Hora del entrenamiento matutino.

Desde debajo de la manta, un gemido ahogado le respondió.

—Maestro…

hoy es la pelea en la arena.

¿Por qué necesito entrenar ahora?

Garion le quitó la manta de un tirón y la arrojó a un lado.

—Porque a tu cuerpo no le importa eso.

Tu cuerpo aún necesita calentamiento para mantener la sangre fluyendo, despejar tu mente y asegurarte de que no tropieces en la arena.

Dahlia se sentó, con el pelo desordenado, mirándolo con ojos entrecerrados.

—¿No puedo simplemente calentar allá?

Garion solo sonrió.

—No.

Pero si quieres sufrir un calambre repentino frente a miles de personas, adelante.

Dahlia resopló y le lanzó una almohada.

—Bien, bien.

Lo haré ahora.

Minutos después, ambos estaban en el patio del edificio.

Garion giró su cuello, aflojando sus hombros, mientras Dahlia soportaba sus estiramientos a regañadientes.

—Brazos arriba, inclínate hacia adelante y mantén la posición.

Mantén tu respiración constante —indicó Garion.

Él imitó su movimiento, ambos inclinándose por la cintura.

—¿Ves?

No es tan malo.

—Es malo —murmuró Dahlia, aunque su cuerpo ya se estaba aflojando.

Garion simplemente sonrió.

—Eso es solo la rigidez abandonando tus músculos.

El dolor es la debilidad que abandona tu cuerpo.

Realizaron estocadas, sentadillas y algunas flexiones ligeras.

Dahlia se movía con más facilidad con cada repetición, sus gemidos cediendo lentamente a una respiración constante.

—
La mente de Garion pronto volvió a las teorías del Segundo Reino.

Antes de entrar en ese reino, uno debe alcanzar la Etapa de Saturación del Reino de Refinamiento de Maná.

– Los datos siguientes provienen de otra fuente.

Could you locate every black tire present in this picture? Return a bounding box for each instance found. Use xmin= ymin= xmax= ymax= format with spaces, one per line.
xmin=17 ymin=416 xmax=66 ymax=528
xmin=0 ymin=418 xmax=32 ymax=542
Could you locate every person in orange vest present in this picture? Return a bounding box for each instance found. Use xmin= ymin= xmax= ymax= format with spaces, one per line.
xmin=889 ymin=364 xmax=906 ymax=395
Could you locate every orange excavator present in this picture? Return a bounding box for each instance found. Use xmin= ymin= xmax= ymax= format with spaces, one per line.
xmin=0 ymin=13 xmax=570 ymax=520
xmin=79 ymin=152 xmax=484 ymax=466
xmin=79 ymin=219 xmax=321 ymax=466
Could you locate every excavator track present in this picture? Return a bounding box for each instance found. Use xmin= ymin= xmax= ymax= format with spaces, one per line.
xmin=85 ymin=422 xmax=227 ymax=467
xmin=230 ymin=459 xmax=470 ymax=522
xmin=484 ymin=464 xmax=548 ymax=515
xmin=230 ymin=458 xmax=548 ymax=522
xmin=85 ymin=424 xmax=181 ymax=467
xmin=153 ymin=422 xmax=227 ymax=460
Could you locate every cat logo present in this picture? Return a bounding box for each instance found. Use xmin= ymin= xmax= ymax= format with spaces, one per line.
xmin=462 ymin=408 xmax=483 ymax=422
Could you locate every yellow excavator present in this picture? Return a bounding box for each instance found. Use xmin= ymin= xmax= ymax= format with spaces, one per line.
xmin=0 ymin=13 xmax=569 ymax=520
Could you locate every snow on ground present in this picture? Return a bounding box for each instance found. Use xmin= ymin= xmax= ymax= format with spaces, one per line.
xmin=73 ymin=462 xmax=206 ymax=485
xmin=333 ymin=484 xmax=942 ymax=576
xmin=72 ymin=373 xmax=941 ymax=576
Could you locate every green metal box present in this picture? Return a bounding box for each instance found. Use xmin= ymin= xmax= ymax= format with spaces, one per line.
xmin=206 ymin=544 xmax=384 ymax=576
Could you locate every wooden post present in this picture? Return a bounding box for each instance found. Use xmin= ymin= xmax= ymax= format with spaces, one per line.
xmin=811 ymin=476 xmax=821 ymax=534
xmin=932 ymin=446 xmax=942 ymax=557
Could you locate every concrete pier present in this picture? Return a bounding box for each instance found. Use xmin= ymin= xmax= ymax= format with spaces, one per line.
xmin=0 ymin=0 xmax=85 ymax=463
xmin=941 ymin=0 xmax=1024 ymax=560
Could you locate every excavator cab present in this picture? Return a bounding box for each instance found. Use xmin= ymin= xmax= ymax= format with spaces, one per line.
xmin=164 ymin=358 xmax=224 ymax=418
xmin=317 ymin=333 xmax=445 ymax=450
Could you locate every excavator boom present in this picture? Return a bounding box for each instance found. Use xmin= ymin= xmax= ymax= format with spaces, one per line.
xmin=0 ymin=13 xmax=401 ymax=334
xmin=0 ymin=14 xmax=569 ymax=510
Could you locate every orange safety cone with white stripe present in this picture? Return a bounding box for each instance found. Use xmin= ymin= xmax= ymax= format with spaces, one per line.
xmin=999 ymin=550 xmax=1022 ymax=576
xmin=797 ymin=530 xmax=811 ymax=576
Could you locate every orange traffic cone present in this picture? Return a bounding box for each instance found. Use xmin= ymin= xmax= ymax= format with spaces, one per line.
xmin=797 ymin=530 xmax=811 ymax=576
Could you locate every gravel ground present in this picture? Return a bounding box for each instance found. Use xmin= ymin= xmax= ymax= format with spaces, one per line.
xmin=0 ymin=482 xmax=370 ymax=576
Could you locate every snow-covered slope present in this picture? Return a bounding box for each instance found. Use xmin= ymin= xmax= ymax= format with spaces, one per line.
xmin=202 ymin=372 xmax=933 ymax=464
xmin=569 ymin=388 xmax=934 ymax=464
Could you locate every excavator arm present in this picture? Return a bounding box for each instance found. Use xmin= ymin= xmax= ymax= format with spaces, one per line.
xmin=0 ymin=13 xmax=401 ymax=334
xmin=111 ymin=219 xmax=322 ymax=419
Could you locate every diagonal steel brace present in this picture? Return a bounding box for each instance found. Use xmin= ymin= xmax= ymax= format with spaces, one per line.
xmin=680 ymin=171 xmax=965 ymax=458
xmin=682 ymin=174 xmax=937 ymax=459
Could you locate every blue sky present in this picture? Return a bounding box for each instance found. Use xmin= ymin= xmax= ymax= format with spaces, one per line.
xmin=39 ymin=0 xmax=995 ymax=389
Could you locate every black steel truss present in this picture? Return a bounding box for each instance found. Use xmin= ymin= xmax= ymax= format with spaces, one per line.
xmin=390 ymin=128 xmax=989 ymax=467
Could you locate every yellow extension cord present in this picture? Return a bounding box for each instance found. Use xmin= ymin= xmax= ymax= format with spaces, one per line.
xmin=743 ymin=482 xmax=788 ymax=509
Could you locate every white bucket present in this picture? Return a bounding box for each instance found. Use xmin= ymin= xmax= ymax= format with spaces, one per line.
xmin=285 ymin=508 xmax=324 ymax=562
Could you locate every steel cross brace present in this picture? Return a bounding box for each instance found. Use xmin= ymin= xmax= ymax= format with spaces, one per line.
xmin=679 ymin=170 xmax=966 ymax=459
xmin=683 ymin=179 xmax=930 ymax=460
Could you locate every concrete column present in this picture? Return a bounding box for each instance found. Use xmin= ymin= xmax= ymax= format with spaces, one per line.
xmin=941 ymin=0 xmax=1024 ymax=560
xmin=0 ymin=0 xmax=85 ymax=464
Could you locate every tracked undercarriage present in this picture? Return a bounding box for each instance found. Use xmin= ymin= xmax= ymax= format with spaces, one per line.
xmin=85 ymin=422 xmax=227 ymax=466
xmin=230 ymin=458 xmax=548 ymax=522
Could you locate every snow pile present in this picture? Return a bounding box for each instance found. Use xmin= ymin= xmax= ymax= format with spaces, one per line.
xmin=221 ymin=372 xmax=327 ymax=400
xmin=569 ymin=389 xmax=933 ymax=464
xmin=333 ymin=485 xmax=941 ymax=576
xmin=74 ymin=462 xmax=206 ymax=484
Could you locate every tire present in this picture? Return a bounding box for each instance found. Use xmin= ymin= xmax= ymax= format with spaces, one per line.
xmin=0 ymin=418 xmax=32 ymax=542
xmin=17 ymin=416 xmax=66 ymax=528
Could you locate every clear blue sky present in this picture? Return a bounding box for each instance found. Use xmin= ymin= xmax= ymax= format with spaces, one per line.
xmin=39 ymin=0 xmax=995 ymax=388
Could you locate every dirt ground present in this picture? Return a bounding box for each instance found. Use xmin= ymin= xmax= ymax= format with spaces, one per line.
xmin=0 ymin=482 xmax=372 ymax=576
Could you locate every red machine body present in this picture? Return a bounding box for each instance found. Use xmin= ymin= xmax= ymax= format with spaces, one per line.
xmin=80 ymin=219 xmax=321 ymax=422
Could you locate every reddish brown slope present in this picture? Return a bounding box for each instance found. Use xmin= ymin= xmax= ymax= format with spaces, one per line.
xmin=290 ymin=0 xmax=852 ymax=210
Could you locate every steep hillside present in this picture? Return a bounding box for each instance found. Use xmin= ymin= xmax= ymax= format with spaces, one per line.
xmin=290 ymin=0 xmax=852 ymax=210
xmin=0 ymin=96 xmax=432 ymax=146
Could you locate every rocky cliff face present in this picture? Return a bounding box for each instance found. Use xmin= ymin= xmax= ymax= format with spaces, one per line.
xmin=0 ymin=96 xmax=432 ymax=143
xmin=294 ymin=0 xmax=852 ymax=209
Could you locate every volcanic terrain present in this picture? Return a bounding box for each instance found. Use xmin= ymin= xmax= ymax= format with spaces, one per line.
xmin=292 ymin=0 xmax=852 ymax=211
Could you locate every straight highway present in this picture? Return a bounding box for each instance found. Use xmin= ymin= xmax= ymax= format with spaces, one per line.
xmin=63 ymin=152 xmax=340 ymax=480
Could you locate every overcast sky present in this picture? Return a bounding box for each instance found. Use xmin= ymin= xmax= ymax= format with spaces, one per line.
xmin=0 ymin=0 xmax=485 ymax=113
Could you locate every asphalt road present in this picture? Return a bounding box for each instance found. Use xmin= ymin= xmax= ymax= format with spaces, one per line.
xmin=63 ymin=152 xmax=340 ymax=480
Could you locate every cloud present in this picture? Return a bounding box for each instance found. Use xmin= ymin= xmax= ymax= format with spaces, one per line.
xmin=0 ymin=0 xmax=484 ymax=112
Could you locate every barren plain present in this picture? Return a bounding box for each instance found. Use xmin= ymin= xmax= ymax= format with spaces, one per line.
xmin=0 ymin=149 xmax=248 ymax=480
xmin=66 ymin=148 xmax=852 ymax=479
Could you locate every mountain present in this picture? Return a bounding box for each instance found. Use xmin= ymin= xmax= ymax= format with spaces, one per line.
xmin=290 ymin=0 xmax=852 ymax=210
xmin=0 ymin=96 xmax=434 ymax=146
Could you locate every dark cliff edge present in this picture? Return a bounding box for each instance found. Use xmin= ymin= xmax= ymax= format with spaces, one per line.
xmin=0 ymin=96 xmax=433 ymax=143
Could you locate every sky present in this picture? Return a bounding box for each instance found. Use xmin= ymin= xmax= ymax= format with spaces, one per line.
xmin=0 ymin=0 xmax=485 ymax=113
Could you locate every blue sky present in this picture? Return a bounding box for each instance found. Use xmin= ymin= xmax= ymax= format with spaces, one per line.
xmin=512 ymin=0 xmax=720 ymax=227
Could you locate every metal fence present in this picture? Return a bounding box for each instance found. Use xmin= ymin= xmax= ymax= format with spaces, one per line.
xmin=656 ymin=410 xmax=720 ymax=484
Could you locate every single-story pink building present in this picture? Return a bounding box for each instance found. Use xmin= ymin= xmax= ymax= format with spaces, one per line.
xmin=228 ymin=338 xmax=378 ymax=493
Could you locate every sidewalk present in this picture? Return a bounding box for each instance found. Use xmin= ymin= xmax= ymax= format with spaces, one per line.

Era donde la reserva de maná se llenaba hasta el borde, y solo entonces el estanque líquido podía comprimirse en una semilla.

Garion se frotó la barbilla, pensando.

«Mis células de maná aún no están cerca de llenarse».

A diferencia de otros cultivadores que tenían una gran reserva, Garion había remodelado su cuerpo para tener billones de diminutas células de maná.

Cada una era una reserva de maná, dándole un maná más firme y suave, pero también ralentizaban su crecimiento.

Cada pequeña célula necesitaba llenarse hasta el borde antes de que pudiera avanzar al siguiente reino.

Flexionó sus manos, exhalando lentamente.

«Aun así, quizás no necesito apresurarme.

Si cada célula se llena incluso a la mitad, ya es una cantidad tremenda comparada con otros».

Dahlia rápidamente terminó una serie de flexiones, sentándose sobre sus rodillas.

—Maestro, ¿hemos terminado?

No quiero estar demasiado cansada antes de la pelea.

Garion se rió, saliendo de sus pensamientos.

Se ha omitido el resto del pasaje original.